[PATCH] D103605: [analyzer] Introduce a new interface for tracking

Mon Jun 7 20:01:30 PDT 2021

NoQ added a comment.

In D103605#2802240 <https://reviews.llvm.org/D103605#2802240>, @vsavchenko wrote:

> In D103605#2801681 <https://reviews.llvm.org/D103605#2801681>, @NoQ wrote:
>
>> 
>
> OK, let's make a pause right here.  We again start to go into other topics.

These are not other topics. We're discussing the overall direction into which this patchset is a large step. I absolutely welcome this step and am fascinated to see how it turns out but I want us to agree on the overall direction first.

> You come from a pure perspective that `track` explains how the value got here and does only that.  In this picture of the world, `track` has one starting point and one ending point.  If it ends to early (due to the lack of domain knowledge), the checker can pick up and restart the tracking if needed.  If it ends for real, this is the earliest where we got this value from and it can tell us about the warning and situation we are in.  The problem is that tracking is fundamentally **dirty** the way it is.  It is not linear, and when we track one simple value, it actually spawns a gigantic tree of traces.  Thus when we get to the point where it all ended, it actually ended 100 times.  It ended in multiple different visitors that were tracking all kinds of things not limited to the value itself.  `trackExpressionValue` is hard also because of this reason.  Inline defensive checks don't belong there and clutter it.
>
> I DON'T KNOW how to simplify this ATM.  Probably we can decouple ONE VALUE TRACKING from the rest of it, but it's not what I'm trying to do.  I want to refactor the existing solution (with all of its inherent design flaws) into something more extensible.  And I think that again ATM, with the current state of things, the concept of "tracking stopped here" is doomed.
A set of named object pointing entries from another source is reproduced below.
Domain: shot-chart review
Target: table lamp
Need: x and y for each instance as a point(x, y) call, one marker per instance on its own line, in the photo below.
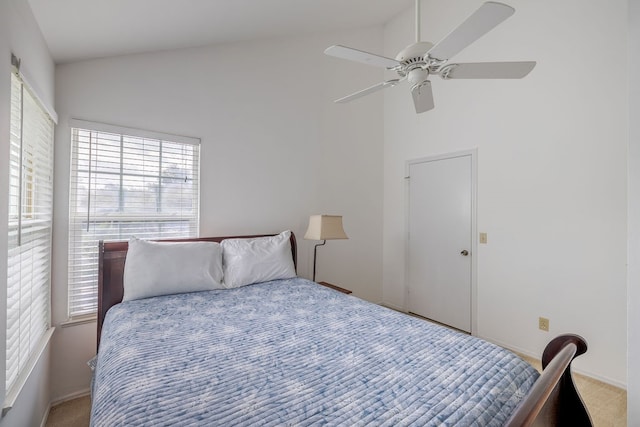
point(324, 227)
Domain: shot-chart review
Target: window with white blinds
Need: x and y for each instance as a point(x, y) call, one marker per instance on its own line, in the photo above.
point(125, 182)
point(30, 224)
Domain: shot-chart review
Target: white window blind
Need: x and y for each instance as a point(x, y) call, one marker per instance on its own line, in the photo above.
point(125, 182)
point(30, 224)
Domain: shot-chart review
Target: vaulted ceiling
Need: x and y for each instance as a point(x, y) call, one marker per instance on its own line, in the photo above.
point(83, 29)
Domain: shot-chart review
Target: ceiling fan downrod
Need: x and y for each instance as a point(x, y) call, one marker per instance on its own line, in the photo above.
point(418, 35)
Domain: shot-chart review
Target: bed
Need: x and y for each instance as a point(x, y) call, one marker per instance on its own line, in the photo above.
point(290, 352)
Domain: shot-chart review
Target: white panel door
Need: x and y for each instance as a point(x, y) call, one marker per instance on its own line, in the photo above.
point(440, 240)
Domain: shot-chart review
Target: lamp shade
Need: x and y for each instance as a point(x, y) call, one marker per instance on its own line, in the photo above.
point(325, 227)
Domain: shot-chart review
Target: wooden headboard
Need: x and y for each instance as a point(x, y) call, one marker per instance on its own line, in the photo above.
point(111, 258)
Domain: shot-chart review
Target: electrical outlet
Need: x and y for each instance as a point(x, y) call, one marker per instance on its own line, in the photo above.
point(543, 324)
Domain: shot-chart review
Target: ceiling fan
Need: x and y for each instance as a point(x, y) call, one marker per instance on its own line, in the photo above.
point(422, 59)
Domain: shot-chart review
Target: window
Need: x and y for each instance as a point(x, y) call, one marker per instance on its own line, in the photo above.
point(30, 224)
point(125, 182)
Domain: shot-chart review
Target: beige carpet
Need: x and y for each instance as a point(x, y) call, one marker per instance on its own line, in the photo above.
point(72, 413)
point(607, 405)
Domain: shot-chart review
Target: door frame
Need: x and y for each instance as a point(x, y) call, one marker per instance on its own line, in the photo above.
point(474, 232)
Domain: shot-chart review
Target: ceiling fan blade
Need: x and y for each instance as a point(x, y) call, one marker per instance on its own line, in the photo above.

The reason why I come from this perspective is because that's how I think it is //supposed// to work and I'm not aware of a single good reason why it can't. I think the reason why it's this way is that the original authors seem to have bombarded the code with extra clauses until it starts demonstrating the more or less expected behavior, without trying to solve the problem on paper first. Like with visitor fixpoint iteration, it sounds like an unnecessary piece of complexity that we will be ultimately able to eliminate.

Except, well, the distant constraints example a-la @RedDocMD's problem but for raw pointers. This is indeed an exceptional case which may cause two tracking efforts to run in parallel. This can be probably generalized to any constraint-like traits: if we want to explain a constraint, we'll have to be prepared that the constraint isn't part of the value track that we already have. This is the first time the above assumption was challenged and I definitely need time to process this but I still think there shouldn't be any other situations like this and there should be something special about this situation that will allow us to incorporate it into the linear-track solution.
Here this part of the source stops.